楽天グループ公募増資|受渡日の独り言

先月5月16日、楽天グループ(4755)が公募増資と第三者割当増資で約3300億円を調達すると発表しました。同社(以下、楽天G)の2022年12月期の最終連結損益は3728億円の赤字でした。赤字幅は過去最高、4期連続の最終赤字です。

不振を極めるモバイル事業への投資や社債の償還に充てるために、楽天Gは矢継ぎ早の資金調達に走っています。向こう3年で9000億円もの社債償還が待ち受けているのです(下は東洋経済作成)。今年4月に子会社の楽天銀行を上場させ717億円を調達しかたと思えば、翌月に西友HD株を米系投資ファンドに約220億円で売却したと発表し、今回のPOです。

赤字補てんのための楽天GのPOにはどうしても前向きになれません。
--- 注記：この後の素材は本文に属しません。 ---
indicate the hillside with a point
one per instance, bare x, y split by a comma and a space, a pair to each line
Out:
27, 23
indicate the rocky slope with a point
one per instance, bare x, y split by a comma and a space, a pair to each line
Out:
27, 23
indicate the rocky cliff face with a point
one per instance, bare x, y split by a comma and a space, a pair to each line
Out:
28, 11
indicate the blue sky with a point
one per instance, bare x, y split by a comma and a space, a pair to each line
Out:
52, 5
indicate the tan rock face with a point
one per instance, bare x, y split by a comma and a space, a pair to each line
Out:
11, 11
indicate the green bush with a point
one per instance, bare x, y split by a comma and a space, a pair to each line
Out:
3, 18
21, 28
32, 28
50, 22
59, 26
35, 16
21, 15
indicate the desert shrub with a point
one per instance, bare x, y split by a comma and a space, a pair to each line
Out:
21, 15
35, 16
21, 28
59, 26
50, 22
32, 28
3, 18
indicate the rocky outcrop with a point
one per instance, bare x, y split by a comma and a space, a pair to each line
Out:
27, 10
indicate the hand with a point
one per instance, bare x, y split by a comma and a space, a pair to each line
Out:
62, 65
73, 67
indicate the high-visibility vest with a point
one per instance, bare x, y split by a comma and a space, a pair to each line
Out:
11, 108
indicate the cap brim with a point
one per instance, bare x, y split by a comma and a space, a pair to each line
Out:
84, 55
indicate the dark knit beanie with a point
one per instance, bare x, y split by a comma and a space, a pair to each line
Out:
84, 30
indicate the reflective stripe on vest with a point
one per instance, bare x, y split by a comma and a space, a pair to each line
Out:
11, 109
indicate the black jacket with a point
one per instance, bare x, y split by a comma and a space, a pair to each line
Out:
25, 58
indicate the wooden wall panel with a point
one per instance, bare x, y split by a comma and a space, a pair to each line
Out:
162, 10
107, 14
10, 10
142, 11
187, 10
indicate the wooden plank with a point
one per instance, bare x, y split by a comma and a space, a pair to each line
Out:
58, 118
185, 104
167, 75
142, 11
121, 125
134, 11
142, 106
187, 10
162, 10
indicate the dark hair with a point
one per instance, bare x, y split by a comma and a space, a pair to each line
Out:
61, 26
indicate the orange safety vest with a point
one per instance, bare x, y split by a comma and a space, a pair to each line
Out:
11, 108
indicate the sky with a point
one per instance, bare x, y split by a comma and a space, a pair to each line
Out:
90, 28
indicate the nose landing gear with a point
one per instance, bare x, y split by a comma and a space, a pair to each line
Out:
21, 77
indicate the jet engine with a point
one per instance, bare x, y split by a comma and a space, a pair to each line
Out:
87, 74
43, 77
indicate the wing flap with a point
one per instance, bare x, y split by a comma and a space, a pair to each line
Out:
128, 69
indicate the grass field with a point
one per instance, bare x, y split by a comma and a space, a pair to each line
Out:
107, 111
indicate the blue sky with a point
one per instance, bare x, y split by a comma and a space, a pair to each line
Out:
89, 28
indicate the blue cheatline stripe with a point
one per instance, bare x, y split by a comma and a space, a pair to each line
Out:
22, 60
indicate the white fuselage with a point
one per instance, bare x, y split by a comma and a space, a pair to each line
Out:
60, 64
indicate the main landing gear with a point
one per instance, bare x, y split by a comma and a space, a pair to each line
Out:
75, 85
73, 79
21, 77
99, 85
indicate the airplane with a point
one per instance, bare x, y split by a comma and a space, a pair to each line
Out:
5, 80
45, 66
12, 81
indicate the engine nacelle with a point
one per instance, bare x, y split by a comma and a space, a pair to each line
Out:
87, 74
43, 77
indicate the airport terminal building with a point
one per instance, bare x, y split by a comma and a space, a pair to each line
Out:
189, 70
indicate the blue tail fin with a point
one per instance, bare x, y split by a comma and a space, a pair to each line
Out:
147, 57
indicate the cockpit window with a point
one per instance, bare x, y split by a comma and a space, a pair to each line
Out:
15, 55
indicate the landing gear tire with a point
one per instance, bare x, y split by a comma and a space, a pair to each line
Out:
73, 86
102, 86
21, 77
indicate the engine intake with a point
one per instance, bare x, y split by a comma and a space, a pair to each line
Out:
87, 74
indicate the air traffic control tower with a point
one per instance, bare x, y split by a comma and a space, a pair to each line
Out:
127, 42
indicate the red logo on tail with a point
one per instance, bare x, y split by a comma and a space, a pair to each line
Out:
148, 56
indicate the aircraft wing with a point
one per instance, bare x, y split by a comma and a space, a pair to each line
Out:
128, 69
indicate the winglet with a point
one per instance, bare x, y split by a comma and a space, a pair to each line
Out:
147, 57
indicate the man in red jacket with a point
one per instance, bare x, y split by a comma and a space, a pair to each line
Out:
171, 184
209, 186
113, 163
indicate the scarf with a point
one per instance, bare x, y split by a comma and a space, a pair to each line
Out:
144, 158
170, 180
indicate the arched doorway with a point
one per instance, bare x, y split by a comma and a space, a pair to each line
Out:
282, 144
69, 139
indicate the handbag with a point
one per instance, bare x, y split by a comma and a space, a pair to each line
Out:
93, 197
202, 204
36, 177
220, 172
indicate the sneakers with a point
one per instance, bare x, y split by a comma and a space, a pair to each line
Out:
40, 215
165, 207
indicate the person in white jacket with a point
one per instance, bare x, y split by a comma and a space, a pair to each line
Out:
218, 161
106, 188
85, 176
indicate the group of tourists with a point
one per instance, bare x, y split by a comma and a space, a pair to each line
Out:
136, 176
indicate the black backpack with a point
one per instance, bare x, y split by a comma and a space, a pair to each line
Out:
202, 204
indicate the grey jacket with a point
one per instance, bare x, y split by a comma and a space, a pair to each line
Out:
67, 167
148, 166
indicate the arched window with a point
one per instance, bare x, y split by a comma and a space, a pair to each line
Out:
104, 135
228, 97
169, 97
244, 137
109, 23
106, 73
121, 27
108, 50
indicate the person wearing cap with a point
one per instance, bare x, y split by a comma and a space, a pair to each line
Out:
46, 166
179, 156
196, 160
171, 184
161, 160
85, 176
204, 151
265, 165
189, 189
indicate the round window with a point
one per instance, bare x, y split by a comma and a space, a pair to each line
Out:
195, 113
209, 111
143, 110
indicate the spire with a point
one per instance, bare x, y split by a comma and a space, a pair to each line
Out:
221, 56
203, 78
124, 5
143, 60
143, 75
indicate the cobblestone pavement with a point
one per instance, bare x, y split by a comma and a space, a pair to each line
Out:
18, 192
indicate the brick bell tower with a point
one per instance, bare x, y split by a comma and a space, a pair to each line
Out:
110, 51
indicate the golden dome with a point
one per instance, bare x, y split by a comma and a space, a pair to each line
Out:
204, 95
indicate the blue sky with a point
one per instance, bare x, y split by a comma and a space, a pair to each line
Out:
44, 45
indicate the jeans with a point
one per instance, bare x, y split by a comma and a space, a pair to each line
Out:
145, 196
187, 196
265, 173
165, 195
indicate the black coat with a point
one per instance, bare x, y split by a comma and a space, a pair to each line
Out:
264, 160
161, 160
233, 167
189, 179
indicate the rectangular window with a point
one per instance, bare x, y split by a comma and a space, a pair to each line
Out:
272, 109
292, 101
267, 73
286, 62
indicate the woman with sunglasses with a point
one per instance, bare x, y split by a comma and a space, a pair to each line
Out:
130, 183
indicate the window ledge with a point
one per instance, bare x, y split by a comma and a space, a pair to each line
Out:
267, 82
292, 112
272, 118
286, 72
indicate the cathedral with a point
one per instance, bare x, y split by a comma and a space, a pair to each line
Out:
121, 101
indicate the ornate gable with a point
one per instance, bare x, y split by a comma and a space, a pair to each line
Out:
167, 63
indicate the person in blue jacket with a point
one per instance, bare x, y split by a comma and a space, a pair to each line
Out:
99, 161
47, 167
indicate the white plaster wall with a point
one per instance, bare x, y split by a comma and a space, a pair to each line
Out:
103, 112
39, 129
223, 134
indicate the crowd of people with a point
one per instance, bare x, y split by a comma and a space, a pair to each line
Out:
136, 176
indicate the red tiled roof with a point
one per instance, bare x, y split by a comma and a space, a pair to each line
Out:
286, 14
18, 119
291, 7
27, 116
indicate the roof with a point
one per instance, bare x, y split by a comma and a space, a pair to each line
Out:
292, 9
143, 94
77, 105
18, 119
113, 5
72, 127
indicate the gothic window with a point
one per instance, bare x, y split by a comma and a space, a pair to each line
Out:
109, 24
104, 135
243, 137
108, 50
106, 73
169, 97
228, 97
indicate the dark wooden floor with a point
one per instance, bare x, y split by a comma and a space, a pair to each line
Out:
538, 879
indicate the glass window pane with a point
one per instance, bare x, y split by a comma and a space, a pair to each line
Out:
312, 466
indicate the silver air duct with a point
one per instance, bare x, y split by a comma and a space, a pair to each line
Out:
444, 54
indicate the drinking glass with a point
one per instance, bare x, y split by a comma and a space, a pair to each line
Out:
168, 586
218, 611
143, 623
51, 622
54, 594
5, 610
一方、円安の恩恵か、日本株は絶好調。S証券の担当にはいろいろ便宜を図ってもらっているので(心中は)営業協力だと思って3000株発注。M証券の担当K君(新卒4年目)からも再三電話がかかって来たので、同じく3000株を発注。人気のあるPOだと、担当者は必ず「満額お取りできるかどうか分かりませんが」と言い繕います。

募集価格(566円・3%ディスカウント)が決まった翌日、S証券とM証券から相次いで「配分が決まりました」と電話がありました。

S証券 「何とか3000株お取りできました。」

M証券 「いつも大変お世話になっているので満額お取り致しました。」

赤字会社の超大型POにもかかわらず、言葉巧みに配分決定を伝えてきます。この段階で購入を断ることも可能ですが、以後、信用ならない客と扱われるので、内心「やられた」と思いながら「ありがとうございます」と御礼を云って約定しました。証券会社からすれば嵌めこみ完了です。営業協力とはいえ、正直、ロス覚悟の上で一刻も早く手放したい銘柄です。月刊誌「選択」が嫌なニュースを報じました。三菱UFJ銀行楽天Gの行内格付けを「正常先」から「破綻懸念先」相当まで落としたというのです・・・

受渡日は6月1日の今日。寄りつきは募集価格より11円高い577円。575円前後でうろうろする株価を横目で睨みながら、ザラ場で全6000株を売却しました。何とか微益で売り逃げられて、やれやれ・・・です。